Il vintage è un insieme di tendenze, di pezzi speciali entrati nella storia della moda, di oggetti del desiderio subito riconoscibili e di grande impatto che ricordano un’epoca, un look o un personaggio indimenticabile. “Già usato, vissuto e ben conservato”, queste sono le caratteristiche per definire un capo d’abbigliamento vintage, un capo capace di mostrare la consuetudine ad essere indossato. Il vecchio rivisitato con accessori diventa nuovo, il nuovo deve sembrare vecchio pur di non cadere nello stile preconfezionato.

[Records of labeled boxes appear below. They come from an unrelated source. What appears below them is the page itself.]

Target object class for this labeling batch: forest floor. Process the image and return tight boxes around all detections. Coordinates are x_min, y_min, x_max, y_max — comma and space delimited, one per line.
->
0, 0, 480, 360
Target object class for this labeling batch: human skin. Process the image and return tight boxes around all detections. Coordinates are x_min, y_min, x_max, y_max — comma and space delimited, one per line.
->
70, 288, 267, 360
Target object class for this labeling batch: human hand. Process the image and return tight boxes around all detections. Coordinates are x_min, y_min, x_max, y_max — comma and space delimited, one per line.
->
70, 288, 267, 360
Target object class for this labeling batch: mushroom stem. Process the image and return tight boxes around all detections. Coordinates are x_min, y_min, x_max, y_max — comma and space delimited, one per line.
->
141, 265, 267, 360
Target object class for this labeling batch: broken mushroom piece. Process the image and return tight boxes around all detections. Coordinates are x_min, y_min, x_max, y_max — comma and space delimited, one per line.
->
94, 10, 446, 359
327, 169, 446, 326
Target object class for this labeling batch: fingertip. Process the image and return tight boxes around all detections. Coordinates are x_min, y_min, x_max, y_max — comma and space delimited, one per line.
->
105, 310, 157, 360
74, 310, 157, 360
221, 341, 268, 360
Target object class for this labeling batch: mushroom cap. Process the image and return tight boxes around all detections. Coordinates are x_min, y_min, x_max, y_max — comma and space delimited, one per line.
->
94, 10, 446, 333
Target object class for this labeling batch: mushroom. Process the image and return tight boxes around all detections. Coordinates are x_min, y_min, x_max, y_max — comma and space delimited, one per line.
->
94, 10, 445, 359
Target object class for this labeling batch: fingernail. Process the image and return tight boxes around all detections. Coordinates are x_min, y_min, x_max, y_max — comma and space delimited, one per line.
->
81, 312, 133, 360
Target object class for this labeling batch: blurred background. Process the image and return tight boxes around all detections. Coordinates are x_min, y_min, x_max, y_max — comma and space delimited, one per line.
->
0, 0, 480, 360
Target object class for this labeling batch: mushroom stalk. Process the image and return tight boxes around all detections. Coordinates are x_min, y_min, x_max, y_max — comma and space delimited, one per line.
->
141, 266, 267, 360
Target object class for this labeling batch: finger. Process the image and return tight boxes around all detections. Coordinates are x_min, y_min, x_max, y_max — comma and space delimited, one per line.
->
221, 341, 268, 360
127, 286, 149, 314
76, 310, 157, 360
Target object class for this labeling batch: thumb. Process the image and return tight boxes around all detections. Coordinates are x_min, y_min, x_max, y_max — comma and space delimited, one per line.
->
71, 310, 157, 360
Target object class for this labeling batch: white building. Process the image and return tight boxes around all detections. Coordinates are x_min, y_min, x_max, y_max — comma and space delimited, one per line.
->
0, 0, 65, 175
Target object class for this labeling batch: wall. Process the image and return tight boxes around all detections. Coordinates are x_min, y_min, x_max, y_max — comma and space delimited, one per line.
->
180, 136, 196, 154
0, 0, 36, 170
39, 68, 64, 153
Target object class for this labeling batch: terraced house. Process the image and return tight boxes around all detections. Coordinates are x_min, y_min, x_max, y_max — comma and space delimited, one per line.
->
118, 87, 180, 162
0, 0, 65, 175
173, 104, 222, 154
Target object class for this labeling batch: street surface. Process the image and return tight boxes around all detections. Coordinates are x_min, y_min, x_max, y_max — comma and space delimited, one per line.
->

Mai come in questo periodo post Covid 19, il vintage viene ancor più apprezzato, capi e accessori d’investimento, pensati per durare nel tempo, che mostrano una particolare sensibilità per il sostenibile: una presa di coscienza del mondo, anche per combattere il climate change. Insomma, qualcosa stava già cambiando, ancor prima che questa pandemia esplodesse.
La moda post coronavirus volgerà a un nuovo minimalismo, ricco di contenuti e caratterizzato da un’estrema ricerca per il raggiungimento della perfezione sartoriale, quindi funzionale ed essenziale. Immaginiamo un guardaroba composto da denim sostenibile e senza strappi, maglioni di cashmere o di lane riciclate, t-shirt di cotone biologico, giacche tagliate su misura, abiti di maglia, camicie morbide maschili, da portare con foulard e borse vintage o cestini di vimini comprati in qualche mercatino.
Si guarda al buon senso e al buon gusto, una semplificazione che non implica la costrizione perché riscopre il piacere del vestire “bene ma semplice”, ben lontano da virtuosismi e dettagli sguaiati.
Il Covid-19 ha restituito valore alle cose e alle idee: molti stilisti, incluso Giorgio Armani, evocano un lusso necessario, cioè una scelta ponderata e di qualità.
Il lockdown ha solo catalizzato questo processo, trasformando il “classico, minimale o vintage” in un trend. Qualche esempio? Il ritorno del cappotto cammello di cashmere, del maglione di morbida lana riciclata, del foulard vintage e della tracolla di cuoio.